NASA has approved the Near-Earth Object Surveyor space telescope to move to the next phase of mission development after a successful mission review, authorizing the mission to move forward into Preliminary Design. The infrared space telescope is designed to help advance NASA’s planetary defence efforts by expediting our ability to discover and characterize most of the potentially hazardous asteroids and comets that come within 30 million miles of Earth’s orbit, collectively known as near-earth objects, or NEOs.
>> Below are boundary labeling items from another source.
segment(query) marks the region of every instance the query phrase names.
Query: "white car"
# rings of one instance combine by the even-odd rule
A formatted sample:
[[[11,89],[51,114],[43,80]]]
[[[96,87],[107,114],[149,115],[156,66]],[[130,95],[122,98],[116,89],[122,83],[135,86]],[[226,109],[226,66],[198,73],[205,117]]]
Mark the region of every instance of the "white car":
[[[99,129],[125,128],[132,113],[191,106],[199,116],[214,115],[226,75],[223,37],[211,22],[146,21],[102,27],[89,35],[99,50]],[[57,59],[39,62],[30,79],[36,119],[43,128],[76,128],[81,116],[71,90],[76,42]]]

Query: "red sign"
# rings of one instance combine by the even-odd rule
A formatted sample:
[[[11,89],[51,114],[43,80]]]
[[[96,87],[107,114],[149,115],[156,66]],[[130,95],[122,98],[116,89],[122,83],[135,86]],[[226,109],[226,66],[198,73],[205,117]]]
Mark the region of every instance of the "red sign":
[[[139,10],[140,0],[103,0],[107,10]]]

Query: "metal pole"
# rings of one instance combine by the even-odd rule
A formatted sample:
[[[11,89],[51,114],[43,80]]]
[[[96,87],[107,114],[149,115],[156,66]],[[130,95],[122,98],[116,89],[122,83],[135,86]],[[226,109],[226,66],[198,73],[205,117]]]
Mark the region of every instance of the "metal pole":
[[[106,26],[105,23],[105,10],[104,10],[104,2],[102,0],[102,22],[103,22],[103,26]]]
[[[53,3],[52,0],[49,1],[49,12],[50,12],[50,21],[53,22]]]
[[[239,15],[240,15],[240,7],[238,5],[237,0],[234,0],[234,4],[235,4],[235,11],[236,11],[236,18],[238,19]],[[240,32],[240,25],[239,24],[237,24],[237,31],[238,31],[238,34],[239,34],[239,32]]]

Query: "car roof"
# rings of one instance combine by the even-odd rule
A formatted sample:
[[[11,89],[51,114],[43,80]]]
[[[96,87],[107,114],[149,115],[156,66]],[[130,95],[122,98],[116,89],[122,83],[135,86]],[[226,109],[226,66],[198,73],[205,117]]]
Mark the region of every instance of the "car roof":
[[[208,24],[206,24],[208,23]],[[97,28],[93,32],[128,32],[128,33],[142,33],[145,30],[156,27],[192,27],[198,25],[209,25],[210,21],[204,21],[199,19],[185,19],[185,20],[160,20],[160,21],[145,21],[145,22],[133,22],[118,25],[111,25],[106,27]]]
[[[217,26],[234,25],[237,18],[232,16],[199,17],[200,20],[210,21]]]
Following completion of the goal to discover 90% of all NEOs larger than 1,000 meters (3,280 feet) in size in 2010, the National Aeronautics and Space Administration Act of 2005 (Public Law 109-155) directed NASA to discover 90% of NEOs larger than 140 meters (459 feet) in size. The agency is diligently working to achieve this directive and has currently found approximately 40% of near-Earth asteroids within this size range. Kelly Fast, program manager for NASA’s NEO Observations Program, commented:
“Each night, astronomers across the globe diligently use ground-based optical telescopes to discover new NEOs, characterize their shape and size, and confirm they do not pose a threat to us. Those telescopes are only able to look for NEOs in the night sky. NEO Surveyor would allow observations to continue day and night, specifically targeting regions where NEOs that could pose a hazard might be found and accelerate the progress toward the Congressional goal.”
Discovering, characterizing, and tracking potentially hazardous NEOs as early as possible is crucial in ensuring that deflection or other preparations for impact mitigation can be carried out in time. NASA will test one deflection technology with its Double Asteroid Redirection Test (DART) mission, to be launched later this year. While there are no known impact threats to Earth for the next century, unpredicted impacts by unknown NEOs – such as the 2013 Chelyabinsk event in Russia – still pose a hazard to Earth. Amy Mainzer, principal investigator for NEO Surveyor at the University of Arizona noted:
“By searching for NEOs closer to the direction of the Sun, NEO Surveyor would help astronomers discover impact hazards that could approach Earth from the daytime sky. NEO Surveyor would also significantly enhance NASA’s ability to determine the specific sizes and characteristics of newly discovered NEOs by using infrared light, complementing ongoing observations being conducted by ground-based observatories and radar.”
NEO Surveyor’s approval to move to this next mission milestone brings the telescope one step closer to launch, which is currently scheduled for the first half of 2026. The mission is being developed by NASA’s Jet Propulsion Laboratory in Southern California and managed by NASA’s Planetary Missions Program Office at Marshall Space Flight Center, with program oversight by the Planetary Defense Coordination Office (PDCO). NASA established the PDCO in 2016 to manage the agency’s ongoing efforts in Planetary Defense.